The point made by the Appellant is that the Respondent had waived their right to forfeiture by demanding and collecting rent till 1995. His Lordship agreed with the decision of the Court below in agreeing with the High Court that even though the Respondent collected rent till 1991, there was a letter by the Respondent’s Counsel-Exhibit N written in 1992 clearly showing an intention to terminate the lease. The fact that a landlord collected rent on a property still in occupation or possession of the tenant after Notice to Quit has been issued cannot by any stretch of the law, equity or imagination amount to a waiver of the Notice to Quit even where the notice had expired and the tenant refused to yield possession in time. The Notice to Quit would subsist until it is formally rescinded by the landlord and/or when a fresh tenancy agreement is entered into. His Lordship, Honourable Ogunwumiju, JSC, held that equity demands that wherever and whenever there is controversy on when or how a Notice of Forfeiture or Notice to Quit is disputed by the parties, or even where there is irregularity in giving of a Notice to Quit, the filing of an action by the landlord to regain possession of the property has to be sufficient to the tenant that he is required to yield up possession. Whatever form the periodic tenancy is, whether weekly, monthly,quarterly, yearly etc., immediately a writ is filed to regain possession, the irregularity of
the Notice if any, is cured. Time to give notice
should start to run from the date the writ is
served. The ruse of faulty notice used by
tenants to perpetuate possession in a house
or property which the landlord had slaved to
build and relies on for means of sustenance
cannot be sustained in any just society under
the guise of adherence to any technical rule.
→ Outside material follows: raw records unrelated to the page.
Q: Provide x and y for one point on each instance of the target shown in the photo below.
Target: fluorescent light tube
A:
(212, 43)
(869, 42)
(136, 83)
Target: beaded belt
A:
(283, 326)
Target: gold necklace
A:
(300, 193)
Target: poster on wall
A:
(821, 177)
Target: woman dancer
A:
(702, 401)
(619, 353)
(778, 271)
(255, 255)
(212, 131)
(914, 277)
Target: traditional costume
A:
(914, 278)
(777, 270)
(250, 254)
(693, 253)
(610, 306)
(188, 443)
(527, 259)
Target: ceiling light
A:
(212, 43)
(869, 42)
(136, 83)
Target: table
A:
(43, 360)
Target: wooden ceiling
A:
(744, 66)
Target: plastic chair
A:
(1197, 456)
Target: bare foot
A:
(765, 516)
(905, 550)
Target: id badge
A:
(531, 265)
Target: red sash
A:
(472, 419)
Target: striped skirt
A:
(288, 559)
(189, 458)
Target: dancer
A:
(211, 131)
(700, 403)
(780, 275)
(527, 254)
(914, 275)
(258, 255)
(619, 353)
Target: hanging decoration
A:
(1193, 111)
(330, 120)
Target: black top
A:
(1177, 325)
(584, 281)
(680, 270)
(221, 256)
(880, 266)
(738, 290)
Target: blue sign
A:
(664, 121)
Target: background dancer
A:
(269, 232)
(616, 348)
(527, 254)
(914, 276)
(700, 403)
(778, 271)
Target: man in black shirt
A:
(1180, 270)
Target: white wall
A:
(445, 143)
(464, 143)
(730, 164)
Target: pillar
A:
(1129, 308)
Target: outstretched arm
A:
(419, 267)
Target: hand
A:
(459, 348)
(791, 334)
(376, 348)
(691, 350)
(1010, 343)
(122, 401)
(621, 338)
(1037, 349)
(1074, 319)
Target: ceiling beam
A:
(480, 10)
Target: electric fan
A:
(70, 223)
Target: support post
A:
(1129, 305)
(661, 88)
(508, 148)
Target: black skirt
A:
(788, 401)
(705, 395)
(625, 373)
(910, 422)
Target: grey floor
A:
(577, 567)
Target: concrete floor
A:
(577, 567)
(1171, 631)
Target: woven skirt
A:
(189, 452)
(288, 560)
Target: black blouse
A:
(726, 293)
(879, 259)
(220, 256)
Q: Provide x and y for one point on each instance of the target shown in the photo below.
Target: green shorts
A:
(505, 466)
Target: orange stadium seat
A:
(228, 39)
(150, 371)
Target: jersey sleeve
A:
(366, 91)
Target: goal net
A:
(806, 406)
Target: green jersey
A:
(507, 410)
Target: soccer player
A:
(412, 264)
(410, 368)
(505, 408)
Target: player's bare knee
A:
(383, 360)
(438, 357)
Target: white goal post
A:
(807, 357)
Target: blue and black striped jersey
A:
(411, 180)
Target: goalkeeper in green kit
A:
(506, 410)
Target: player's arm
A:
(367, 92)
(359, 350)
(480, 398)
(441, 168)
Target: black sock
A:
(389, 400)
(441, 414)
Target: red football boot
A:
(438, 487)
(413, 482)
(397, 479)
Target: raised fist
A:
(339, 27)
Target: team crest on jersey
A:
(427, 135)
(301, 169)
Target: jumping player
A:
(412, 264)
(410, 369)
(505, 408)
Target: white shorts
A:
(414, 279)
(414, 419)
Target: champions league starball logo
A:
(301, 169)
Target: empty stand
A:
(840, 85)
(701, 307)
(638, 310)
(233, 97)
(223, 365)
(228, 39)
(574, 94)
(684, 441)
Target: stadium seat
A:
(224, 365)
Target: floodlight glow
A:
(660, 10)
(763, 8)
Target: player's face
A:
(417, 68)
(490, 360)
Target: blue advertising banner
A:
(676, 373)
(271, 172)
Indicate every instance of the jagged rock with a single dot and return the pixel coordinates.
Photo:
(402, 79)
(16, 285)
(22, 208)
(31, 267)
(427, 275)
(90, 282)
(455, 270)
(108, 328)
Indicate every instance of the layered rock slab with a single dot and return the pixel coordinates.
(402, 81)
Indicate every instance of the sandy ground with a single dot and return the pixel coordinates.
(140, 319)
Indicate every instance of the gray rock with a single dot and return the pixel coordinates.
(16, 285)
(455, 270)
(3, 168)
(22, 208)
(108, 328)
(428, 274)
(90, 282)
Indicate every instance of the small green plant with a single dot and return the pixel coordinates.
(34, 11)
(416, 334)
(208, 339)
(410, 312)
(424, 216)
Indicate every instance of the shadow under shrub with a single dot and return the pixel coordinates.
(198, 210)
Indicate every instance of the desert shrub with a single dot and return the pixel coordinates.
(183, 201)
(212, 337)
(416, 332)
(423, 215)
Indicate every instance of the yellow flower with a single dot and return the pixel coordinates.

The Court held further as follows:

“I am not saying here that statutory and
proper Notice to Quit should not be given.
Whatever form the periodic tenancy is,
whether weekly, monthly, quarterly, yearly
etc., immediately a writ is filed to regain
possession, the irregularity of the Notice if
any, is cured. Time to give notice should start
to run from the date the writ is served. If for
example, a yearly tenant, six months after the
writ is served and so on. All the dance drama
around the issue of the irregularity of the
notice ends. The Court would only be required to settle other issues if any, between the parties. This appeal has absolutely no merit and it is hereby dismissed.